Stel je een groep jagers voor, tienduizenden jaren geleden in een stam, die nauwgezet bijhielden hoeveel prooien ze hadden gedood en informeel registreerden wie welke gunst had verleend. Overal ter wereld ontwikkelden stammen – en doen dat soms nog steeds – uiteenlopende methoden om zowel formele als informele leiders te kiezen, waarbij vaak meritocratische principes de boventoon voerden. Of het nu bewust of onbewust gebeurt, mensen letten op elkaars handelen en reputatie om te bepalen wie als waardevolle aanwinst wordt gezien en wie mogelijk als last fungeert.

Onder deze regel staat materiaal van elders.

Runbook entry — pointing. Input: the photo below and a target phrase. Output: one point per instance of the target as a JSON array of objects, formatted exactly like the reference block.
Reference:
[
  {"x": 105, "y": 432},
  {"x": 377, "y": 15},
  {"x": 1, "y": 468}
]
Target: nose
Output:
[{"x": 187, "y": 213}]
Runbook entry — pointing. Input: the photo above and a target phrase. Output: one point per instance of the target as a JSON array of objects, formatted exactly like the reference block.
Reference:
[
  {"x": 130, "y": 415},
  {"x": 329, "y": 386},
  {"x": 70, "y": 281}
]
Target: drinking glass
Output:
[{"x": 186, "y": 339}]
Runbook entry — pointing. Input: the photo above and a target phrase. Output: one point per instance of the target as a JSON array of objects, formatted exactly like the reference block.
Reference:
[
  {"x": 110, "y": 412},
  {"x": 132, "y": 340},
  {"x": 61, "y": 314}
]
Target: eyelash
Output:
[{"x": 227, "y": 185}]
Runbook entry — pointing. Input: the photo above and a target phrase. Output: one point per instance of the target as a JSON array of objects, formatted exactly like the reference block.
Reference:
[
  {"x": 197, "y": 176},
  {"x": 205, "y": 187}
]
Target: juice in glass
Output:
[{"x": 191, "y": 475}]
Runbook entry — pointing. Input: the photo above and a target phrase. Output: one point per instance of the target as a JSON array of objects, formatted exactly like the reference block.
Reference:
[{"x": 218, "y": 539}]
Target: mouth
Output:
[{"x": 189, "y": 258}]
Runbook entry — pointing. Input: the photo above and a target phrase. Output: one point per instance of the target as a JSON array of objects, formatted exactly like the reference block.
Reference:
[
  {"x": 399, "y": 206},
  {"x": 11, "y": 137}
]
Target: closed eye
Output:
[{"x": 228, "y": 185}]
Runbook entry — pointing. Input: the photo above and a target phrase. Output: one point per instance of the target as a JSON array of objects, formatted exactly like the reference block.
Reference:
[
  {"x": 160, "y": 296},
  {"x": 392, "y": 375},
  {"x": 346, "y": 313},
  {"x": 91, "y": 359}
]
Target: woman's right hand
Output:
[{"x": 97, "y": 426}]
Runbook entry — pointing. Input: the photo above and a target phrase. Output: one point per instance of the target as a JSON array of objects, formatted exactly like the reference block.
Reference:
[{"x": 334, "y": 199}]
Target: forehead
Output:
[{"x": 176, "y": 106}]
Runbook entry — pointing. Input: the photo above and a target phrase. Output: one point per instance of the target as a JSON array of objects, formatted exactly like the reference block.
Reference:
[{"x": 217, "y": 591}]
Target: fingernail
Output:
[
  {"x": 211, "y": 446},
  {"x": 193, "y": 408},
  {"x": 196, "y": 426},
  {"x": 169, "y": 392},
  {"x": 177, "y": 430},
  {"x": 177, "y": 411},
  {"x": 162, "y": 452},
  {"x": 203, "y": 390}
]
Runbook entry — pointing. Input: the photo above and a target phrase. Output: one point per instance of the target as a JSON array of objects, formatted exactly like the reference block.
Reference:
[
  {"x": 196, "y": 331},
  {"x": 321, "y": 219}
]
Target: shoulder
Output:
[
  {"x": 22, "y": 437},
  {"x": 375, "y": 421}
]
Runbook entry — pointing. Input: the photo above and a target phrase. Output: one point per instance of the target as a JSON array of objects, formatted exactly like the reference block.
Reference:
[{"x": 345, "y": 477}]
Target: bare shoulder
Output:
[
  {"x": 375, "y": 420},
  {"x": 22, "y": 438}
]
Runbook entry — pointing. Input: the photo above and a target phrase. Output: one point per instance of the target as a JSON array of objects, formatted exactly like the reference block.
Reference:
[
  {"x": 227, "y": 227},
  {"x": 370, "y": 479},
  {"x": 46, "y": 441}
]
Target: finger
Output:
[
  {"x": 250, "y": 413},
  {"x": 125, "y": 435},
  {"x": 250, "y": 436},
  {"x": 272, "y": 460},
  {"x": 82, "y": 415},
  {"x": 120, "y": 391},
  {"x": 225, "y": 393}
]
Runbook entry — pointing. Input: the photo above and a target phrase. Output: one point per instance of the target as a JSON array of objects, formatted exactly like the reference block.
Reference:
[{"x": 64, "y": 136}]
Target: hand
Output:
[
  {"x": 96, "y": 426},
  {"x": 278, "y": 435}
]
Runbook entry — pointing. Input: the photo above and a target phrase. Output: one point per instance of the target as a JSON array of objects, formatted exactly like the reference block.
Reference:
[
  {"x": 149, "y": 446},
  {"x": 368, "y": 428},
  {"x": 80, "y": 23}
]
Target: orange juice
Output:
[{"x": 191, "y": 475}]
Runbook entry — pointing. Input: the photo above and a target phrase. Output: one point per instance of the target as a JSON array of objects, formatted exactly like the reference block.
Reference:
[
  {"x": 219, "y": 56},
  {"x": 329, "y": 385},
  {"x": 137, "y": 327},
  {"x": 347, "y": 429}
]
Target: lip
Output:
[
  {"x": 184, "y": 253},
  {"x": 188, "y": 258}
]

Vroege menselijke sociale groepen bestonden doorgaans uit slechts enkele tientallen individuen die samen een stam vormden. Dergelijke samenlevingen, vaak met een gemeenschappelijke cultuur, beschouwden zichzelf als onderdeel van een grotere, onderling verbonden tribale gemeenschap. In een hechte groep waarin iedereen elkaar kent, is geld overbodig – een mondeling, op het geheugen gebaseerd kasboek volstaat om gunsten bij te houden. Op deze informele wijze wordt meestal duidelijk wie zijn steentje bijdraagt en wie niet, waardoor een strikte boekhouding niet nodig is. Doorgaans bestaat zo’n groep uit familie en vrienden, waardoor het kasboek los, flexibel en onprecies is.3
3 Justin Pack, Money and Thoughtlessness, 51-70.
Toen ik nog als ingenieur werkte, gingen enkele collega’s en ik regelmatig samen lunchen. We hielden op informele wijze bij wie er telkens met de auto reed in onze kleine groep, zodat er een zekere balans bleef bestaan. Hoewel we dit niet opschreven, fungeerde het als een gezamenlijk mentaal kasboek. Vergelijkbare praktijken kwamen onder meer voor wanneer collega’s elkaar naar de autogarage of het vliegveld brachten, of wanneer iemand tijdelijk krap bij kas zat en een kleine som contant leende – bijvoorbeeld bij het splitsen van een restaurantrekening, wat destijds vaker gebeurde. Deze gunsten werden niet verleend met de gedachte: ‘Ik doe dit nu voor jou, maar jij moet later iets voor mij doen.’ Men bood de hulp simpelweg met plezier aan, in de veronderstelling dat als er later een wederzijdse gunst werd gevraagd, de ander graag tegemoet zou komen.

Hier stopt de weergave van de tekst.